Autism has broken parts of me like a devastating heartbreak. There are moments when you forget about it but when symptoms of this condition rears its head again, you become reminded that all is not right in your world again. UnLike getting a glimpse of the man who broke your heart, this however, breaks your spirit. Because it is your child, you feel that nothing can undo the broken dreams you have for him. You grieve for his potential, for the boy who can talk to you and show you his dreams. But in time you learn to accept it. Like when the love of your life marry someone else, you accept that your son may not grow up the way you want it him, you realize that some things are beyond your control and you have to accept it.

Turn your scars into stars. A profound statement that I will always remember, that no matter how devastating the situation is you have to find something beautiful out of it. You have to unearth the strength out of the sadness, to forge something unbreakable inside of you. I have learned something in heartbreak, that true love doesn’t always mean holding on, sometimes it also means letting go, that hanging on is being selfish, that loving someone means letting him find his happiness even without you. Yes, it hurts but it is the right thing to do.

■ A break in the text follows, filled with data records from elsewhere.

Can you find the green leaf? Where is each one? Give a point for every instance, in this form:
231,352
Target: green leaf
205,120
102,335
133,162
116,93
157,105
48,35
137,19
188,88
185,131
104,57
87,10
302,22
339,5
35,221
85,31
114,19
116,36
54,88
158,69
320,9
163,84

Sometimes, you really have to be cruel to be kind. And that is also how with autism, like praying for someone to come back, I also prayed hard to this condition will be erased in my son, that it shouldn’t happen to him. But I realized that maybe there is a reason why God gave him to me, why us, when we didn’t expect it. He wanted us to be his parents. Then along the way, the unfortunate things that life threw at us is something we can transform. That to get back at life you should form something positive out of it, that it shouldn’t break you down but makes you stronger. It should so the tears and the pain wouldn’t be in vain, that life will still go on and still be beautiful because of it or inspite of it.

Autism tested my faith. I learned that prayers are not always answered and in time you will know why. My world have been shattered because of it but I’m also rebuilding it into something new, something different and something more beautiful.